0

I'm just trying to simply get a transcript from an audio file using python SpeechRecognition. It seems like no matter what pause_threshold I set, or duration or whatever, it always gives me the same exact output, approximately 30 seconds out of 80 seconds audio, and then it cuts off.

import speech_recognition as sr

import moviepy.editor as mp

clip = mp.VideoFileClip(r"recording2.webm")

clip.audio.write_audiofile(r"converted.wav")

r = sr.Recognizer()

r.pause_threshold = 10

# r.energy_threshold = 4000

audio = sr.AudioFile("converted.wav")

with audio as source:
   audio_file = r.record(source, duration=90)

result = r.recognize_azure(audio_file, key=AZUREKEY, language="en-US", show_all=False, location="westeurope")

print(result)

No matter how I set up, still has the same result.

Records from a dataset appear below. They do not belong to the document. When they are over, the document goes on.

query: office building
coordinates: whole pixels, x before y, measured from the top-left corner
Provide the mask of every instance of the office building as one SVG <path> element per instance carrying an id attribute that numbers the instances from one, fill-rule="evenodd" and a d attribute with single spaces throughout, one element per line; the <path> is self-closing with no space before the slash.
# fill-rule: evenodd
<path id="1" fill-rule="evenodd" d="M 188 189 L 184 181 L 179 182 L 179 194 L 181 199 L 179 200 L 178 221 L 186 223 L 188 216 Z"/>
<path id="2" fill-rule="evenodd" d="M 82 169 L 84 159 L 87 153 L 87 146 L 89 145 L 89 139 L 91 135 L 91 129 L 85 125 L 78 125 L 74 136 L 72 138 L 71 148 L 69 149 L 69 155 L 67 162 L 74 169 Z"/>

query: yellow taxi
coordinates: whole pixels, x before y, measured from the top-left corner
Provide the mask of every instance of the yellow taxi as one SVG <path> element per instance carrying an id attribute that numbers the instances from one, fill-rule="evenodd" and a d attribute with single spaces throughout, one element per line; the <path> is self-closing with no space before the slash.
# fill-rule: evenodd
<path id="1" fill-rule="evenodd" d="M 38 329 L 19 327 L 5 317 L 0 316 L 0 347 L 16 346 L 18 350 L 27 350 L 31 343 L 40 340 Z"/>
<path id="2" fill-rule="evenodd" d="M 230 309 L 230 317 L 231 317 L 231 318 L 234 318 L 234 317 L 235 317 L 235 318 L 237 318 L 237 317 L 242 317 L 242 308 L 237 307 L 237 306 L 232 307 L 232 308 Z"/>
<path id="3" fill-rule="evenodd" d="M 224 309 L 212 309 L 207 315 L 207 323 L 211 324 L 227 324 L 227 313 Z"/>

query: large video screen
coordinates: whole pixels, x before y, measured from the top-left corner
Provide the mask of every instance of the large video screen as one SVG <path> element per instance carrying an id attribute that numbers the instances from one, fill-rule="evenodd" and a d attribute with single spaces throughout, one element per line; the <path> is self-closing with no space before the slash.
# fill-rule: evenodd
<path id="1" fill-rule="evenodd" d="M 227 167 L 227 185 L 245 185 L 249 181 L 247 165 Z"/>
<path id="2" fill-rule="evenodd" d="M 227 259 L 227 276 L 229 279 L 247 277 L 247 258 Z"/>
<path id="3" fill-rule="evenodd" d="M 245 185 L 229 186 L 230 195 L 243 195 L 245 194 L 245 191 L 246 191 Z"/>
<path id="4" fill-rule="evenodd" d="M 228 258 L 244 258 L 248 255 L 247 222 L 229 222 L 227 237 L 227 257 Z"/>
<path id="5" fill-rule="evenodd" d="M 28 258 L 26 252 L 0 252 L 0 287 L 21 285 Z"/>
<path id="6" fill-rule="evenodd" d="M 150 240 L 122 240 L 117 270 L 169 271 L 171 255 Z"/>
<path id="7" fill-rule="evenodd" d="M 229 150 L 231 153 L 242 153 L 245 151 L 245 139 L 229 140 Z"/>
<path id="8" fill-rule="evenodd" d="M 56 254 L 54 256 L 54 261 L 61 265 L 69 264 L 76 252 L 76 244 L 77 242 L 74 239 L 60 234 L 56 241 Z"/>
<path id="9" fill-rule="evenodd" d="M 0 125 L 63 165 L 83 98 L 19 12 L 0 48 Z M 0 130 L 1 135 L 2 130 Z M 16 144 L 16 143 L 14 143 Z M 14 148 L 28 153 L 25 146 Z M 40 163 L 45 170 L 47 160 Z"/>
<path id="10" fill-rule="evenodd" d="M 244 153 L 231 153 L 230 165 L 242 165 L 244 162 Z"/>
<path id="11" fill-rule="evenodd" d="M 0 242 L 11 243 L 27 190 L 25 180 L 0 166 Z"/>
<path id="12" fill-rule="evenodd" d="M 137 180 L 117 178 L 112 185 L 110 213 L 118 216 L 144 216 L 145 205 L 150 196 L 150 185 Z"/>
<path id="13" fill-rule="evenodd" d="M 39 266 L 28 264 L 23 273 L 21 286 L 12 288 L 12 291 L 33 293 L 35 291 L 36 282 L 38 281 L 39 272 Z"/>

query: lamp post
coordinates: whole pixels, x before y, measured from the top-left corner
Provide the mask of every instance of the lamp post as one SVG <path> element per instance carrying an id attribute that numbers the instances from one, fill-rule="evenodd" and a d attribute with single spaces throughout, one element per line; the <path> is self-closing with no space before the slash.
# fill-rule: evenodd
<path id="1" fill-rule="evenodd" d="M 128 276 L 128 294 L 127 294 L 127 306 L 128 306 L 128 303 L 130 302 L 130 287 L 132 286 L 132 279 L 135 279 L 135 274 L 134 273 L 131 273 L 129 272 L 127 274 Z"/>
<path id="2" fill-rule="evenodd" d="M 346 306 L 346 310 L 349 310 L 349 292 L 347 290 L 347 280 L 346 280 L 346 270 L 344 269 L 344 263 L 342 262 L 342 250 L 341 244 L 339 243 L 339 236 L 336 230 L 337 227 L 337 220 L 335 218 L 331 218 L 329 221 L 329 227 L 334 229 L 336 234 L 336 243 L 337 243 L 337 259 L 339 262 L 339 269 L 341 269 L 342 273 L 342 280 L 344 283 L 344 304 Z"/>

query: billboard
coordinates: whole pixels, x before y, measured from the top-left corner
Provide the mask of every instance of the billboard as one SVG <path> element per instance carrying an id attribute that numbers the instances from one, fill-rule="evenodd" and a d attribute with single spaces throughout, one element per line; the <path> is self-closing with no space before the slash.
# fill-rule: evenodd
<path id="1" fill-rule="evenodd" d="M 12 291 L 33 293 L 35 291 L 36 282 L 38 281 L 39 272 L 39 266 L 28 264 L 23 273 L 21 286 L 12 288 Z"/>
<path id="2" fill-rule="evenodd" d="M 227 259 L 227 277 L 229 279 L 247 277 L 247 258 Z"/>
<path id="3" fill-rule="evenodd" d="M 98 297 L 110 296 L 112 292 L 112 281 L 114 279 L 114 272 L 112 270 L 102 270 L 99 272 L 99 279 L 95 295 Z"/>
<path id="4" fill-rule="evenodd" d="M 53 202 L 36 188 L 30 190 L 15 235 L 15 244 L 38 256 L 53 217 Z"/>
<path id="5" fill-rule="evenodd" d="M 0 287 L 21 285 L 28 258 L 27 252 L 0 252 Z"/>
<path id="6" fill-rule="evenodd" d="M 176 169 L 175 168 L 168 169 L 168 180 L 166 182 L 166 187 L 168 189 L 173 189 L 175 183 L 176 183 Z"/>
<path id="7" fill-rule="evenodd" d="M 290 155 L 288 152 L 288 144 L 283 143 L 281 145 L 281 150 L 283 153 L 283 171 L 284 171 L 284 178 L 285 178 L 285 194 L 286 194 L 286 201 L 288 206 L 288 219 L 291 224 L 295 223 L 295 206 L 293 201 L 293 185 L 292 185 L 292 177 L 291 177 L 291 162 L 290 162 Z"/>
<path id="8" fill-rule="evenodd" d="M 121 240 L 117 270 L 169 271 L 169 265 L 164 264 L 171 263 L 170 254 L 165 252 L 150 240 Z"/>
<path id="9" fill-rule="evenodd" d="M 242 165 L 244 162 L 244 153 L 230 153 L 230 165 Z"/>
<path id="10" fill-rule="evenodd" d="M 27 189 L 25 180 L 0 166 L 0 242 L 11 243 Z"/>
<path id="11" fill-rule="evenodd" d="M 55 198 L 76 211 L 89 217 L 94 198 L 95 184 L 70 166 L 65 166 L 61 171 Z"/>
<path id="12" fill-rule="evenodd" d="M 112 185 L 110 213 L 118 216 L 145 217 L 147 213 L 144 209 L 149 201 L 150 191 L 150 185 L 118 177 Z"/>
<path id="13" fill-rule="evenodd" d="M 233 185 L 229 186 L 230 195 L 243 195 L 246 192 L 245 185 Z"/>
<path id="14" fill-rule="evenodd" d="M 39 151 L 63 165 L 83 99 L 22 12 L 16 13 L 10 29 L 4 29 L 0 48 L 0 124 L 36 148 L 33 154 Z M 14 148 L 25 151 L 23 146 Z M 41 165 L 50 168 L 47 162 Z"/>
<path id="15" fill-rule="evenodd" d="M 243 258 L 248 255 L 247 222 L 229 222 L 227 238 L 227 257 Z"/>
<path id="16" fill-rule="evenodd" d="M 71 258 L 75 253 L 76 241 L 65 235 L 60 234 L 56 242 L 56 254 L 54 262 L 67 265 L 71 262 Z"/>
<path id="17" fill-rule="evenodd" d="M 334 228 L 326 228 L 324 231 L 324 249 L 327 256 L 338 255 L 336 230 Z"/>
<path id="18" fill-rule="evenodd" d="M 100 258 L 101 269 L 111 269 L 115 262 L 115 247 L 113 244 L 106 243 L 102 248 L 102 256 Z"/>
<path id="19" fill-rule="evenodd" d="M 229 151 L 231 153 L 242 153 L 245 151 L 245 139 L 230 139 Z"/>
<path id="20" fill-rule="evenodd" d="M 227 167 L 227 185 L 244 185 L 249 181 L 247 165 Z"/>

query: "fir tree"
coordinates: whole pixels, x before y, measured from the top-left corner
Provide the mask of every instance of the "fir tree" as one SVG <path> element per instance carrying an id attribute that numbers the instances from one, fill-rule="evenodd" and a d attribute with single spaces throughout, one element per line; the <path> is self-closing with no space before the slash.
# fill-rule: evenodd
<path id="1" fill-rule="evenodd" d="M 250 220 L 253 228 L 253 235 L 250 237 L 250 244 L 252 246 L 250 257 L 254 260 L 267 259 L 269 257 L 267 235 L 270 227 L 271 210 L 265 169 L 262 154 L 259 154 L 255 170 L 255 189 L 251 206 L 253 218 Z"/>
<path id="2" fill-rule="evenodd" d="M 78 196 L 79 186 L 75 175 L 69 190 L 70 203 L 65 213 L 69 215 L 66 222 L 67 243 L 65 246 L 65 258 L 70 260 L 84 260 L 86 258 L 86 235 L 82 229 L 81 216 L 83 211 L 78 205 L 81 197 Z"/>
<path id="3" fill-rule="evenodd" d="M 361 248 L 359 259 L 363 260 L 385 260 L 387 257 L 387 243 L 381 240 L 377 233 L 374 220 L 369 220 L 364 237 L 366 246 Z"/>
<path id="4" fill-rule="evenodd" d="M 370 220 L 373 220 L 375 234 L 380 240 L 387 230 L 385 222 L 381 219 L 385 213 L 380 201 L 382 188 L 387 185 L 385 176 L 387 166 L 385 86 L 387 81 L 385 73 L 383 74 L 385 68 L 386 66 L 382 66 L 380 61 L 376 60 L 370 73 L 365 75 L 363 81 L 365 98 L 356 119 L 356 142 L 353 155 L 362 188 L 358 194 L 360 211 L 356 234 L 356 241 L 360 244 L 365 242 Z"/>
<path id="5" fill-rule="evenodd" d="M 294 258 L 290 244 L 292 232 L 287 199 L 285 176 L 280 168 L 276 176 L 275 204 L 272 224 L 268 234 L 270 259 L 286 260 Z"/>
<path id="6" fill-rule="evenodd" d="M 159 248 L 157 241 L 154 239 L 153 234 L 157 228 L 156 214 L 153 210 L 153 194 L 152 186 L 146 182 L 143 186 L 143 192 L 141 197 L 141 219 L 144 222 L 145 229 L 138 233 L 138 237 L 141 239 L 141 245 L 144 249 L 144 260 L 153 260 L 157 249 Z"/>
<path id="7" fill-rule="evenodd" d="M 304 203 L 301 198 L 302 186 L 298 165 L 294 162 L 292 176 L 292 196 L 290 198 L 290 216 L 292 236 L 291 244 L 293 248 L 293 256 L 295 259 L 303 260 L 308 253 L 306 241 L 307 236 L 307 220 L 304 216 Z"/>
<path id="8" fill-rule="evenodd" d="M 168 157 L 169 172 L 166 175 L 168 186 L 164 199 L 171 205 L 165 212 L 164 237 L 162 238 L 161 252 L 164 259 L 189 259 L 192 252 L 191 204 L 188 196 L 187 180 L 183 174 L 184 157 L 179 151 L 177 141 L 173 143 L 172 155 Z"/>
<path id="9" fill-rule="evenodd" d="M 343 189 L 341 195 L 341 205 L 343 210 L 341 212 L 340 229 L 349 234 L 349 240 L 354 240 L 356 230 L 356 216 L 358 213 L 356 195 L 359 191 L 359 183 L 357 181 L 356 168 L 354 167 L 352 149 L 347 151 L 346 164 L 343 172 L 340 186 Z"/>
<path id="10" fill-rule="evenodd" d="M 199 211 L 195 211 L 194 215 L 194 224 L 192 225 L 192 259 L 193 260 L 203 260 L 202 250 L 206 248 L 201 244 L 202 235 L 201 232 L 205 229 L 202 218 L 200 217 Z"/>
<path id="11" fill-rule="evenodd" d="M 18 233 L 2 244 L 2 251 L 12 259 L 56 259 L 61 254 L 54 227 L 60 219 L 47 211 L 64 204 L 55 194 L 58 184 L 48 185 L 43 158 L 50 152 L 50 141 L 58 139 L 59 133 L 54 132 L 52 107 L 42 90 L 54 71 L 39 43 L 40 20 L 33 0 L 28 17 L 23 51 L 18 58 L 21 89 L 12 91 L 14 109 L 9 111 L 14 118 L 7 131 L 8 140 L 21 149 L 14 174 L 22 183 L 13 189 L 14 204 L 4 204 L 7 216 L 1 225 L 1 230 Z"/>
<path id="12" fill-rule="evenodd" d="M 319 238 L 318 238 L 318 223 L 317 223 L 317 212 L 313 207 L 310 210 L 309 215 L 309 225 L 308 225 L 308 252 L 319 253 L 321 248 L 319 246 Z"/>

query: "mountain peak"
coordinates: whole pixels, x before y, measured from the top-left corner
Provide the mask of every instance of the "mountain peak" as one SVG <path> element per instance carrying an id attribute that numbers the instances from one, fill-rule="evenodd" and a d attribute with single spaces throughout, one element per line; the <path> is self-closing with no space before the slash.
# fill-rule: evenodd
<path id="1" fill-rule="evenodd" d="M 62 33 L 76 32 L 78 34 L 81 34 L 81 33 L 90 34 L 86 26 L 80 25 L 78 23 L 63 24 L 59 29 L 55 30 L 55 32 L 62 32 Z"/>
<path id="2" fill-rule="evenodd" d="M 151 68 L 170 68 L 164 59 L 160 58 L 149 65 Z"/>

  • I'm not sure but it can be restricted by Google servers which convert it. For longer audio it may need to register in Google API and use special methods to send longer audio. – furas Nov 09 '21 at 22:59
  • Google Doc: [Transcribe long audio files](https://cloud.google.com/speech-to-text/docs/async-recognize) – furas Nov 09 '21 at 23:02
  • I'm using Azure Speech Service. But it could be also restricted on their servers as well as Google's, I guess. – eeveepotato Nov 10 '21 at 08:03

1 Answers1

0

I'm not exactly sure if this is the correct way, but it's currently a sufficient way to deal with the issue. I split the audio into chunks of 30 seconds and build up the whole transcript.

with audio as source:
    r.adjust_for_ambient_noise(source)
    for chunk in range(no_of_chunks):
        audio_data = r.record(source, duration=30)
        transcript = r.recognize_azure(audio_data, key=AZURE_KEY, language="en-US", show_all=False,
                                       location="westeurope")
        result += transcript + " "